Impact of Sn doping on the hydrogen detection characteristics of ZnO thin films: Insights from experimental and DFT combination
Abstract
The development of efficient chemical sensors based on semiconductor oxides is a major challenge. Low-cost equipment fabrication with a high sensor response towards H2 was the aim of our work. Chemical sensors were elaborated using zinc oxide, aluminum- and tin-doped zinc oxide. The samples were synthesized with a cost-effective chemical spray pyrolysis technique. Sn-doped ZnO response to hydrogen gas is the highest followed by ZnO and Al-doped ZnO, with a high sensitivity reaching 200 at 500 ppm, for 400 °C. DFT calculations revealed that O2 is strongly adsorbed on the ZnO-Al surface, resulting in the cancellation of the electrical conductance.
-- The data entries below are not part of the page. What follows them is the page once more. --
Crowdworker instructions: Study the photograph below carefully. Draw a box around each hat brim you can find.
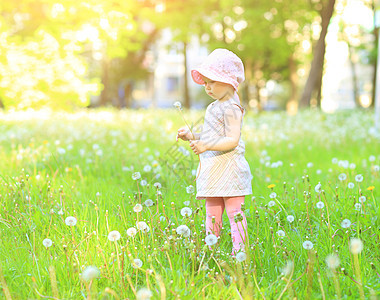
[191,68,235,89]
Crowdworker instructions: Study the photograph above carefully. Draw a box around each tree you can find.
[0,0,160,108]
[300,0,335,107]
[202,0,315,109]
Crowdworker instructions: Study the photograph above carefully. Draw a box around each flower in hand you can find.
[176,127,193,141]
[190,140,207,154]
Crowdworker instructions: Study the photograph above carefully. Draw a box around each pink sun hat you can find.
[191,49,245,91]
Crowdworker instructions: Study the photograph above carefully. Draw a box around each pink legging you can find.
[206,196,247,253]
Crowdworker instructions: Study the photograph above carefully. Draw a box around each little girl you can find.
[177,49,252,254]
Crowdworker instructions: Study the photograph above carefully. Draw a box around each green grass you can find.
[0,110,380,299]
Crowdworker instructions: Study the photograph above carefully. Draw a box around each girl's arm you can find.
[176,127,200,141]
[190,105,243,154]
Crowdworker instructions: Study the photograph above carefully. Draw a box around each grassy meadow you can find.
[0,109,380,299]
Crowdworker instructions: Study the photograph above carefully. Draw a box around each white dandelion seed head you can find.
[340,219,351,228]
[136,221,148,231]
[282,260,294,276]
[136,287,153,300]
[316,201,325,209]
[81,266,100,282]
[173,101,182,109]
[314,182,322,193]
[286,215,294,223]
[143,165,152,172]
[42,239,53,248]
[133,203,142,213]
[132,258,143,269]
[269,192,277,199]
[153,182,162,189]
[338,173,347,181]
[326,254,340,270]
[181,207,193,217]
[144,199,154,207]
[205,233,218,246]
[355,203,362,210]
[355,174,363,182]
[176,225,191,237]
[132,172,141,180]
[350,238,363,254]
[127,227,137,237]
[186,185,195,194]
[108,230,121,242]
[65,216,77,226]
[235,252,247,262]
[302,241,314,250]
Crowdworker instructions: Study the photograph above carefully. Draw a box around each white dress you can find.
[196,98,252,199]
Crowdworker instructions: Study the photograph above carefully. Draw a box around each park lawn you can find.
[0,109,380,299]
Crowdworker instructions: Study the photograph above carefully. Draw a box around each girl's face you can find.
[202,76,234,101]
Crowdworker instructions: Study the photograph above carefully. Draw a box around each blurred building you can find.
[132,29,208,108]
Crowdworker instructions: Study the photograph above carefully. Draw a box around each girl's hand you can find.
[190,140,208,154]
[176,127,193,141]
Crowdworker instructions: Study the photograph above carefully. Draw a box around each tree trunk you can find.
[183,42,190,108]
[124,81,133,108]
[315,63,324,109]
[288,55,298,101]
[255,80,263,112]
[286,55,298,115]
[370,26,379,108]
[99,58,110,106]
[300,0,335,107]
[347,42,361,108]
[242,58,252,107]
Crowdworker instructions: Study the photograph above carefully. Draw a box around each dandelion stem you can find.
[332,269,342,300]
[0,266,12,300]
[354,254,365,300]
[49,266,59,299]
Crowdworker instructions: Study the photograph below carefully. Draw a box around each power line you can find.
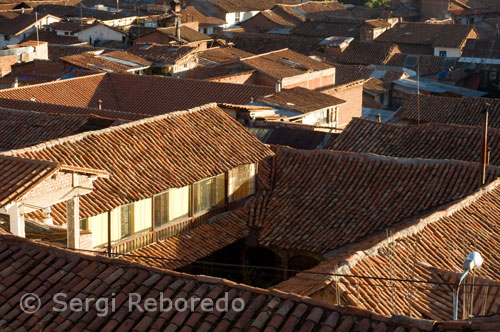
[67,248,500,288]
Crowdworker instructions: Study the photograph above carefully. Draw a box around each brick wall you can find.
[321,80,364,128]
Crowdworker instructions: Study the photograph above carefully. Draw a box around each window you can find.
[120,204,134,239]
[193,174,226,213]
[154,192,168,227]
[231,164,255,201]
[80,219,88,231]
[168,186,191,221]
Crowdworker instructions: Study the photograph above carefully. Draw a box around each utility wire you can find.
[67,248,500,288]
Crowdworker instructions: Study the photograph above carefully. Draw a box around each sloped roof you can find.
[394,95,500,129]
[0,235,464,332]
[240,48,332,79]
[250,147,500,254]
[338,41,400,65]
[0,156,60,207]
[257,87,345,114]
[0,109,113,150]
[326,118,500,166]
[0,98,147,121]
[59,51,151,73]
[277,180,500,322]
[127,42,196,63]
[0,73,274,115]
[0,104,272,224]
[198,47,254,63]
[375,22,472,48]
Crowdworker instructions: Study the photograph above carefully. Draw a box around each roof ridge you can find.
[0,234,436,325]
[0,103,218,156]
[2,73,107,92]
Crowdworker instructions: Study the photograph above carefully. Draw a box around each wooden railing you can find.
[110,206,227,256]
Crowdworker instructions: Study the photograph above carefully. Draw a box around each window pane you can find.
[154,193,168,227]
[120,204,133,238]
[213,174,226,206]
[168,186,190,221]
[194,178,212,213]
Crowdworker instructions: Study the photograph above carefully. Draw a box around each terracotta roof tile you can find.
[127,43,196,63]
[0,73,274,116]
[278,180,500,322]
[394,95,500,129]
[327,119,500,166]
[0,109,114,150]
[240,49,331,79]
[338,41,400,65]
[250,147,500,254]
[0,104,272,224]
[0,156,60,207]
[59,51,151,73]
[0,235,460,332]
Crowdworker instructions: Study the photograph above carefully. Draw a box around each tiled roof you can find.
[198,47,254,64]
[216,31,321,55]
[394,95,500,129]
[0,235,464,332]
[277,180,500,322]
[376,22,472,48]
[158,25,212,43]
[121,208,250,269]
[0,104,272,224]
[250,148,500,254]
[0,98,147,121]
[0,73,274,115]
[0,156,60,207]
[127,43,196,63]
[181,6,226,26]
[326,118,500,166]
[386,53,444,76]
[241,49,332,79]
[0,109,113,150]
[338,41,400,65]
[257,87,345,113]
[59,51,151,73]
[292,18,360,38]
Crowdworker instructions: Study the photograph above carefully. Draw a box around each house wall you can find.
[77,25,125,44]
[420,0,450,18]
[434,47,461,58]
[223,10,259,28]
[321,81,363,128]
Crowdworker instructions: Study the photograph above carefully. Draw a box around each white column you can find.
[66,196,80,249]
[7,202,26,237]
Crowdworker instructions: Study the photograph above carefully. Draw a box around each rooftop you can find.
[277,180,500,322]
[250,147,500,255]
[241,48,332,79]
[0,73,274,115]
[326,118,500,166]
[0,104,272,224]
[395,95,500,129]
[0,235,464,332]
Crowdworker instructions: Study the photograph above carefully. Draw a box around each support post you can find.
[8,203,26,237]
[66,196,80,249]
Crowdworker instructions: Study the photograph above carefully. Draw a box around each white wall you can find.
[434,47,460,58]
[77,25,124,43]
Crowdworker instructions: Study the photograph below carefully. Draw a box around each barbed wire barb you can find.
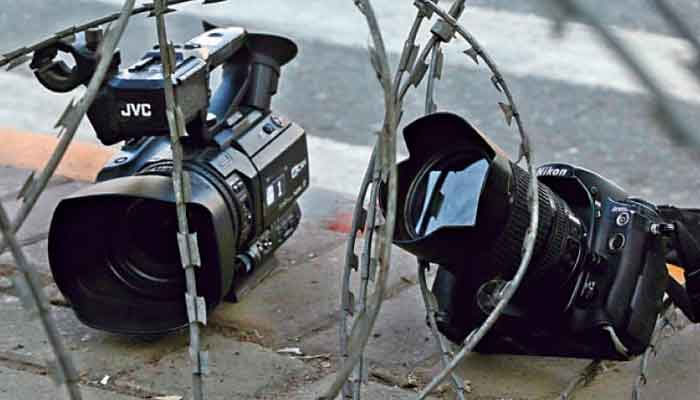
[153,0,209,400]
[0,0,135,400]
[334,0,538,399]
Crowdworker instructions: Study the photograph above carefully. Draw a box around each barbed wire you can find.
[0,0,226,70]
[153,0,209,400]
[334,0,539,400]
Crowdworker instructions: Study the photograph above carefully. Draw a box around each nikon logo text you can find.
[121,103,152,118]
[537,167,569,176]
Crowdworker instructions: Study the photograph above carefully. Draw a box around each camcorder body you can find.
[32,24,309,335]
[380,113,700,360]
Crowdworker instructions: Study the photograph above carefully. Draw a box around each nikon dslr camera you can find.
[31,24,309,334]
[380,113,700,359]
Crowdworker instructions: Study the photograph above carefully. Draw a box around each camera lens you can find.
[108,200,185,299]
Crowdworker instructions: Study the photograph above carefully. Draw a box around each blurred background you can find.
[0,0,700,206]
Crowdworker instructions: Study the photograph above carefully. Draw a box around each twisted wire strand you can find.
[336,0,538,399]
[320,0,400,399]
[154,0,208,400]
[0,0,211,69]
[418,261,467,400]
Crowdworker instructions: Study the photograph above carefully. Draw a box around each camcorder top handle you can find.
[658,206,700,323]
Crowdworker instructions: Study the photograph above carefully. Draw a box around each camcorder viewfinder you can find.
[380,113,700,360]
[31,23,309,335]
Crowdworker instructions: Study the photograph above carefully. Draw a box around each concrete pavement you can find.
[0,132,700,400]
[0,0,700,400]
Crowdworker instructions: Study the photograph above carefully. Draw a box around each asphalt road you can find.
[0,0,700,206]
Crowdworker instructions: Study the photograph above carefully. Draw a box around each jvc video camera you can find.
[380,113,700,360]
[32,24,309,334]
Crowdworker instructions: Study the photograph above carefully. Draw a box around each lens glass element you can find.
[110,200,185,298]
[405,152,490,238]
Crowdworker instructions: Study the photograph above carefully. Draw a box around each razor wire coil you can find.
[0,0,224,400]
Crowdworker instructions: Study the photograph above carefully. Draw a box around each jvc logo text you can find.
[121,103,152,118]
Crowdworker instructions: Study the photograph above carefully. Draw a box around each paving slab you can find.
[301,280,437,385]
[576,325,700,400]
[0,166,32,199]
[0,366,142,400]
[0,236,51,276]
[211,231,424,345]
[0,178,88,241]
[0,296,188,381]
[115,335,315,400]
[285,375,435,400]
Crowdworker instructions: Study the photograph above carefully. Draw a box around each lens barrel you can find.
[49,165,242,334]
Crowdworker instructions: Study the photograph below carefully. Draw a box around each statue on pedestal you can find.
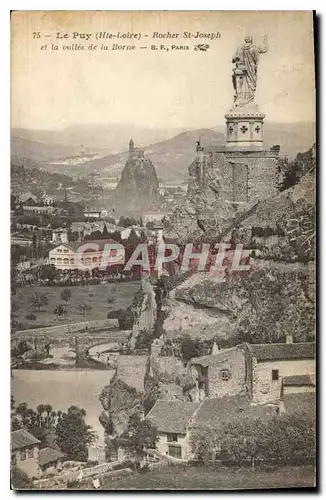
[232,35,268,107]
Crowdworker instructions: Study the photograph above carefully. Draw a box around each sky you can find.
[11,11,315,130]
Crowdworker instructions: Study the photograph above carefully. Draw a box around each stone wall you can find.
[130,276,157,349]
[116,356,148,392]
[252,358,316,403]
[156,432,191,460]
[208,347,246,398]
[14,318,119,337]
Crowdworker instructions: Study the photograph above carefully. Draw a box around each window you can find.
[166,434,178,443]
[169,445,182,458]
[220,368,231,380]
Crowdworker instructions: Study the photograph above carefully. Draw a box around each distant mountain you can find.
[11,122,315,181]
[11,133,77,162]
[37,129,224,181]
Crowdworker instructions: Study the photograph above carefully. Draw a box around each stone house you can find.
[281,375,316,397]
[49,239,117,270]
[146,400,199,460]
[188,345,246,401]
[11,429,40,477]
[146,395,278,461]
[188,336,316,403]
[246,336,316,403]
[11,429,64,478]
[38,447,64,474]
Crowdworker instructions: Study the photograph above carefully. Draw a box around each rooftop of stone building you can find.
[39,448,64,465]
[11,429,40,451]
[248,342,316,361]
[146,399,200,434]
[188,345,239,367]
[191,395,276,427]
[283,392,316,420]
[282,375,316,387]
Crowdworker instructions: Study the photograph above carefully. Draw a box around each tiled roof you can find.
[283,392,316,419]
[52,238,119,254]
[39,448,64,465]
[146,400,200,434]
[193,396,276,428]
[282,375,315,387]
[189,346,241,367]
[249,342,316,361]
[11,429,40,451]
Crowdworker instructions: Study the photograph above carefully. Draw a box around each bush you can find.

Consequently, the approaching H2 gas will not possess sufficient energy to extract the strongly adsorbed oxygen from the surface, and no trapped electrons can be released back to the surface. In contrast, DFT calculations highlighted the potential of ZnO and Sn-doped ZnO to be used as hydrogen gas sensors. Charge transfer analysis revealed that only a small release of the trapped electrons occurs on the pure ZnO surface (0.14|e|), compared to Sn doped ZnO, in which a full release of free electrons was observed, resulting in a more favorable response to H2 and confirming the experimental results.